3 Min Read
* Q3 net 633 mln Egyptian pounds vs f'cast 625 mln
* Revenue 2.48 billion pounds vs f'cast 2.38 billion
* CEO says wants to set up virtual mobile network
* Says talks with govt at advanced stage (Rewrites first paragraph, adds comments from chief executive)
By Edmund Blair
CAIRO, Nov 12 (Reuters) - Telecom Egypt is in advanced talks with the government on a deal allowing it to offer mobile services in addition to its traditional mainstay fixed-line business, where revenue is under pressure.
Telecom Egypt, which is 80 percent owned by the state, has been relying on its data business to boost revenue. It also has a 45 percent stake in Vodafone Egypt, which in the third quarter accounted for a third of net profit.

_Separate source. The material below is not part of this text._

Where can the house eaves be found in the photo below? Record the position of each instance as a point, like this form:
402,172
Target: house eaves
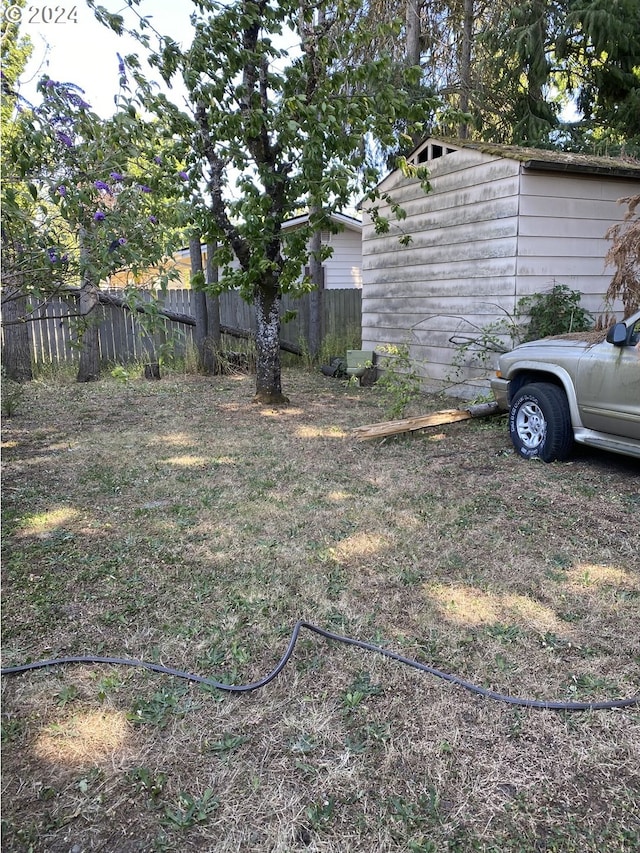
548,160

"The discussions (with the government) are in a very mature phase," Chief Executive Mohamed El-Nawawy told Reuters. He did not give a timetable for a deal on a universal telecoms licence, although he said agreement could be imminent.
"We would be a fourth total telecoms provider," he said. "We are interested in moving forward as soon as possible, as soon as we get a licence, offering a virtual service," or one based on existing mobile networks.
Nawawy's comments came after the company announced a 3 percent rise in quarterly profit, at the top end of forecasts.
Any agreement on a universal licence for Telecom Egypt would mean changing the licences of Egypt's three mobile operators - Vodafone Egypt, Mobinil, which is controlled by France Telecom, and Dubai-based Etisalat - to allow them to enter the same businesses, he said.
The CEO said the company could look to set up its own independent network in future.
"In 2014 we may be in a position where would be deciding if we would invest in new radio assets," the chief executive said. "If we invest in new radio assets, then obviously we have to look carefully at our Vodafone assets."
Nawawy said Egypt's population of about 83 million was expanding at a pace that could support a new mobile entrant.
Third-quarter net profit was 633 million Egyptian pounds ($104 million), compared with an average forecast of 625 million from seven analysts polled by Reuters. The firm restated net profit for the same period of 2011 as 615 million pounds.
Revenue rose 6 percent to 2.48 billion pounds, against a forecast for 2.38 billion. Its EBITDA margin of 36.8 percent was below a forecast for 41 percent.
In the results statement, Nawawy said the firm had a healthy balance sheet and strong cash generation profile, ensuring it was well positioned to become a total telecoms operator once the licence was in place.
Shares in Telecom Egypt were trading down 1 percent by 0930 GMT. The benchmark index was flat.